Our post-game analysis following Purdue’s 100-71 win over Rutgers Tuesday night in Mackey Arena.

A FITTING FURST FAREWELL

In Caleb Furst’s last game in Mackey Arena, the Boilermakers’ lone senior really mattered. Not because he was part of Purdue’s jump-shooting blowing the Scarlet Knights doors off, but because he was the face of what would have won this game even if Purdue didn’t make the basket look big as a national park from three-point range.

Rebounding.

This was the second straight game in which Purdue had to rebound to win in the second half.

For the second straight game, a team that had previously middled in second halves rose to the occasion.

After offensive rebounding buoyed Rutgers in the first half — an eight-point possession helped, too — Purdue destroyed the Knights on the glass in the second half. Long offensive rebounds, contested defensive rebounds, whatever it was, the Boilermakers got ’em.
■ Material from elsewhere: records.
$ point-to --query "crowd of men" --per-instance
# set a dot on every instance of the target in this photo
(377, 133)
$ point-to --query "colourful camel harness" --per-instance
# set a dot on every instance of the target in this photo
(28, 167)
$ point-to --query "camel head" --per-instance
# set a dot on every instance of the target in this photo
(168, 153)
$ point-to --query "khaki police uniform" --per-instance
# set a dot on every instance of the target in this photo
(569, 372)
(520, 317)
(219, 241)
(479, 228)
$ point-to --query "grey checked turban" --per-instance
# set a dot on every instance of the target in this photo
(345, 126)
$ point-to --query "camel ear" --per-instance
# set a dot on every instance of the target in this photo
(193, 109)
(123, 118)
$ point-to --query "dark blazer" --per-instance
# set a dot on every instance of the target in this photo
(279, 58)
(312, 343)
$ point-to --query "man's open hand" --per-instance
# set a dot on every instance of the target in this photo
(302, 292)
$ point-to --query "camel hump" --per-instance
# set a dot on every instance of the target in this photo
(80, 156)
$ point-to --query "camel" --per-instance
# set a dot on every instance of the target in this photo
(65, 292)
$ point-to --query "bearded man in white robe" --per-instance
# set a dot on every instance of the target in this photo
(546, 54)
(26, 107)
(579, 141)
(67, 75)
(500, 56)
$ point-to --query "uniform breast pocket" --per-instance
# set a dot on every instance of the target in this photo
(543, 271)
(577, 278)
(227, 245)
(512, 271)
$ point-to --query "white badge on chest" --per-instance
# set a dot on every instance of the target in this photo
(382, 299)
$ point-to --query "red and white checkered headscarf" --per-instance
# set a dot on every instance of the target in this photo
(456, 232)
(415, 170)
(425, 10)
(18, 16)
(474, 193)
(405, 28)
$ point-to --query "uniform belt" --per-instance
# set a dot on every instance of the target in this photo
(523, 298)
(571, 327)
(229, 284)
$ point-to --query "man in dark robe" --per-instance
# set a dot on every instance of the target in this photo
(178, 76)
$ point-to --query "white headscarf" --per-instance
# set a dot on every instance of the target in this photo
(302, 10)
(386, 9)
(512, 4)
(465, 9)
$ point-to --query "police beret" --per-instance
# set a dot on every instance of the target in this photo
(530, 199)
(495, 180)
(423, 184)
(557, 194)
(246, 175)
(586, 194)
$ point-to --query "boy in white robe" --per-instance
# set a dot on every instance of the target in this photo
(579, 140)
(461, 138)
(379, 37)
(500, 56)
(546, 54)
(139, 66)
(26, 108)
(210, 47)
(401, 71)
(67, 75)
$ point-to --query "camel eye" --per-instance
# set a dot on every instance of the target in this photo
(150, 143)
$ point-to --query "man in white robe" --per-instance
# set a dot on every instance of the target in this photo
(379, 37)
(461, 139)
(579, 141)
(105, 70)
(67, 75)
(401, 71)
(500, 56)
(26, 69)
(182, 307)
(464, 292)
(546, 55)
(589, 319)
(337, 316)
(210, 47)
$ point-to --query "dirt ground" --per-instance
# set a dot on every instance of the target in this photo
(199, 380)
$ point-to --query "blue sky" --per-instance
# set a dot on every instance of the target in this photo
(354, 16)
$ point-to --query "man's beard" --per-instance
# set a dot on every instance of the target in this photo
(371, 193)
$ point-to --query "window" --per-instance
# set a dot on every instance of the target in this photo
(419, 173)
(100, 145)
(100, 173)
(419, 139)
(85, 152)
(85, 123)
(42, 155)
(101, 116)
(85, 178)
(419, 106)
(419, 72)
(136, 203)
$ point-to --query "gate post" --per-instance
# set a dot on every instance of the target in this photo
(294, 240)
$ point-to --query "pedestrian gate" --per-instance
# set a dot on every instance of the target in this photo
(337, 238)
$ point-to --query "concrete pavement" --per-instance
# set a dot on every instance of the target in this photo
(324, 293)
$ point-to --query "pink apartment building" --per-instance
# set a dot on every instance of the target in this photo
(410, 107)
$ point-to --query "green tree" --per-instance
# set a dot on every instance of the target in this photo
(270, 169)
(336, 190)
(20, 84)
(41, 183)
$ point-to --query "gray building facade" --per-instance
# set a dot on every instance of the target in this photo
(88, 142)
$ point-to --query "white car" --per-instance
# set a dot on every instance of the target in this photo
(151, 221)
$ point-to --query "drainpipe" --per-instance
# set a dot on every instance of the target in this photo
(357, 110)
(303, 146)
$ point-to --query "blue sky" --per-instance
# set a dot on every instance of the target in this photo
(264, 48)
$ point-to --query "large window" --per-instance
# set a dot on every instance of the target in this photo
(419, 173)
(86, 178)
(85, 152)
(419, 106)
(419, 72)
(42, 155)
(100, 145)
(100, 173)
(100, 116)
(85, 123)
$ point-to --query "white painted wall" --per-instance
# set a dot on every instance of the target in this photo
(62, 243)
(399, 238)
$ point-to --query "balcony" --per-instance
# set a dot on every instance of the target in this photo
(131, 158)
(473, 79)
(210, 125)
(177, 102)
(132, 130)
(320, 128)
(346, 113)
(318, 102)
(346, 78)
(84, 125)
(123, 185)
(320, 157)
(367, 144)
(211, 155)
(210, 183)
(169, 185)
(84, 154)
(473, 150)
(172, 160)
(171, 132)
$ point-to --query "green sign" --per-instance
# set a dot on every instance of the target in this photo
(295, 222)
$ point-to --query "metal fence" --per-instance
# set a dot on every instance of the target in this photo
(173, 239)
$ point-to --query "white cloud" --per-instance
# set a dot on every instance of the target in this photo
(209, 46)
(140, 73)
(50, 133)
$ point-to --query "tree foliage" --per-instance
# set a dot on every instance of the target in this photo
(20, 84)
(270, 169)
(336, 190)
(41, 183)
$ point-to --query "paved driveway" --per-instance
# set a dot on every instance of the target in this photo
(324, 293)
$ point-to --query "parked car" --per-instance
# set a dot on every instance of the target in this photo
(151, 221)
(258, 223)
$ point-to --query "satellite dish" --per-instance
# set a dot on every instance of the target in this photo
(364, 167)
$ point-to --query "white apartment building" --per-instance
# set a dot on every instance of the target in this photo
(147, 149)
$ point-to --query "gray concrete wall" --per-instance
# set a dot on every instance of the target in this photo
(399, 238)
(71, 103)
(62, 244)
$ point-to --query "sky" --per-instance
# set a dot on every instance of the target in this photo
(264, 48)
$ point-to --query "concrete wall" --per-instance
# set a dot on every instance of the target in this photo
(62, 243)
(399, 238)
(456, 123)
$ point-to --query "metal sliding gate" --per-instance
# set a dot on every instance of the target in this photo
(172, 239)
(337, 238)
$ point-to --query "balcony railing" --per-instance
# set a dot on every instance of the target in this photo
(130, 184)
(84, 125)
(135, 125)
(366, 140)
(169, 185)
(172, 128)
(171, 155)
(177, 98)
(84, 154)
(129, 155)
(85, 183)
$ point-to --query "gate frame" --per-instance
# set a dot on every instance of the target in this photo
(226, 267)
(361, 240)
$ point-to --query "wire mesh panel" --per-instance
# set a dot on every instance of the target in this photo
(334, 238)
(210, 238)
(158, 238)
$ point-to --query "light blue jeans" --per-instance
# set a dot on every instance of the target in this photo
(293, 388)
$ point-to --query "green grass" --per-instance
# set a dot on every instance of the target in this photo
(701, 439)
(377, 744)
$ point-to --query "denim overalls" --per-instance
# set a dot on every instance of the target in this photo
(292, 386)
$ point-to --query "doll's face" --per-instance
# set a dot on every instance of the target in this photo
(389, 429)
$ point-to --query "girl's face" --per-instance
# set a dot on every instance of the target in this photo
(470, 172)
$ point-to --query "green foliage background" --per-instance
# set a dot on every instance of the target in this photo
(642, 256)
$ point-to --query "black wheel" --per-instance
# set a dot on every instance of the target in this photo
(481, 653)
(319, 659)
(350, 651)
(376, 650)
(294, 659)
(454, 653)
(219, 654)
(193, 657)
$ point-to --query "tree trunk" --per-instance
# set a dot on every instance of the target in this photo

And it started with Furst, who finished with nine rebounds, providing the sort of situationally importany spark he has so often this season.

Furst was never a star but Matt Painter talks often of players being “stars in their roles.” For much of this season, the senior was just that and for a team with real concerns on the glass, real defensive limitations to overcome and a dearth of depth in the frontcourt, Furst masked a number of vulnerabilities that otherwise might have adversely affected the Boilermakers’ season.

Not bad for a guy who had Zach Edey dropped on top of him in Year 2 and never really got that season where Purdue needed to invest in him, needed to build around him, needed to push him to his basketball limit. That still wasn’t the case this season, but Furst could have easily just settled for a great academic résumé, a great life to come and his med-school future more than offensive rebounding.

That he rose to occasions where Purdue now needed him desperately makes his title as the program’s winningest player one he can wear credibly for the 11 or 12 months he holds that distinction.

LOOK OUT BELOW

Purdue will go as far as its defense takes it the next few week, but as the postseason nears, the Boilermakers just fired a warning shot to all upcoming opponents that this is still an outstanding offensive team that can bury you if you’re not careful.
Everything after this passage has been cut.